In 1810 in the village of Dolores, Father Miguel Hidalgo y Costilla rang his church bells inviting the faithful to gather. As the priest gave a fiery speech demanding freedom from Spain, little did he know that he had set the wheels in motion for the nation’s independence.
In tribute, every year during observances for the Shout of Dolores, Mexico’s president rings the very bell that Father Hidalgo rang, always ending the presidential speech with the words, “¡Viva Mexico!”
Shout of Dolores timeline
A mural in tribute
Juan O'Gorman created the famous mural portraying the Cry of Dolores — located at the Museo Nacional de Historia in Mexico City.
First national celebration
Ratified by the conventions of 1822 and 1824, the Shout of Dolores was celebrated by the nation for the first time.
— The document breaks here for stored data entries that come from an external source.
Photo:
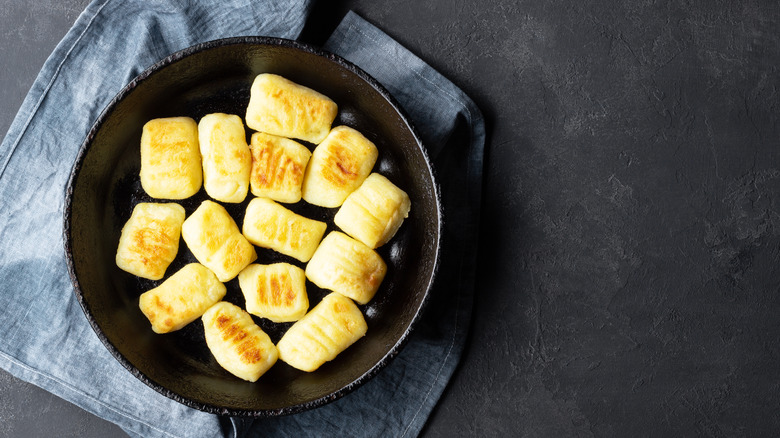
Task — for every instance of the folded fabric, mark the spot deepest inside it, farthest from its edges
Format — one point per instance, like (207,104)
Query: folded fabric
(47,340)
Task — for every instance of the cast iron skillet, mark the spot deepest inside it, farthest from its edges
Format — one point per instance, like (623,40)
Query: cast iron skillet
(104,187)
Mexico wins its independence
Spain accepts the independence of Mexico with the Treaty of Córdoba.
- September 16, 1810
The freedom shout
Hidalgo rings the church bells and gives a rousing speech or cry, triggering Mexico’s war for independence.
How to Observe Shout of Dolores
Party with a purpose
Serve tacos, tamales, guacamole, and an El Grito de la Independencia dish! It's a delicious traditional dish that bears the colors of the national flag. Stuff poblano peppers and cover in spicy, walnut sauce. After the meal, spend some time unpacking the details that make the day so special.
Join the fiesta in Mexico
Mexico becomes especially vibrant during Independence Day and everyone’s invited! This is a great time to enjoy the festivities making every city come alive with parties, fireworks, street fairs and re-enactments. Discover why Mexican people are so proud of their amazing heritage. Get beyond what you read or what think you know about Mexico to get up close and personal with our neighbors to the south.
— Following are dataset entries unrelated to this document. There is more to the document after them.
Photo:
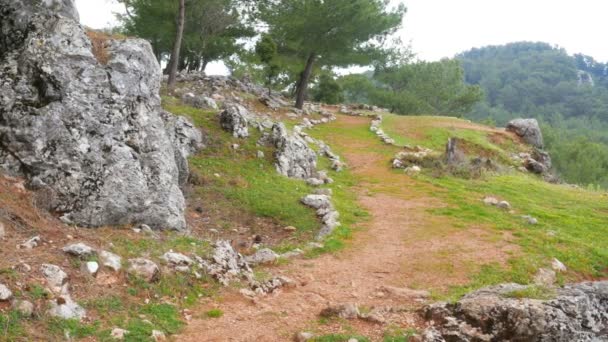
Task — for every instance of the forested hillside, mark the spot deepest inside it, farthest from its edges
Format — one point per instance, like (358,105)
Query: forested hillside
(568,94)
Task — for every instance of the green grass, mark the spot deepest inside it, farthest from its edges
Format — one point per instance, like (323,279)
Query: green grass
(339,338)
(214,313)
Give a shout-out with your own parade
Take to the streets wearing white, green, and red! In many Latino communities, there's a festive spirit of joyfulness in the air during the Shout of Dolores. Dance in the streets or check out the art and wall murals. Celebrate!
5 Facts About Mexico's Independence To Free Your Mind, Body And Soul
Freedom comes after 300 years
The Spanish begin ruling Mexico after the fall of the Aztec empire and remain in power for centuries!
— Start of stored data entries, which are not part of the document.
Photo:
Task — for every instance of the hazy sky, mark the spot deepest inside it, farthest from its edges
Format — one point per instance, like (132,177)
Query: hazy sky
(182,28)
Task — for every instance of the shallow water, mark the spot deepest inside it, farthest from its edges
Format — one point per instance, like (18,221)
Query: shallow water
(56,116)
Cinco de Mayo is not Independence Day
Contrary to what many people think, Cinco de Mayo commemorates the victory of the Mexican army over the French empire, which took place 50 years after Mexico was free!
You can set your watch by it
The Cry of Dolores is delivered at 11 p.m. sharp on the eve of Independence Day, every year.
It's a two-day Independence Day celebration
Mexicans are super lucky! They get to celebrate their Independence Day over two whole days.
It took 11 years to defeat the Spanish
After Hidalgo’s Cry of Dolores, the war of independence lasted over a decade — a long road to freedom indeed!
Why Shout of Dolores is Important
It's a symbol of Mexico's independence
Father Hidalgo’s cry inspired a nation to fight for its freedom. Even after his death, the cry rang loud and clear — stirring brave hearts to continue their revolt until Mexico eventually won independence from Spain.
It initiates the Mexican Independence Day observances
For patriots, this day is important as it starts off the ceremonies to Mexico’s Independence Day. More than that, the cry of "¡Viva Mexico!" reminds Mexicans to be proud of their nation and to remember their hard-won freedoms.
It reminds us of a beloved moment in Mexican history
The events that led to the cry and what happened subsequently are important for the history of Mexico. After centuries of colonization and oppression, the people embarked on a long but rewarding struggle.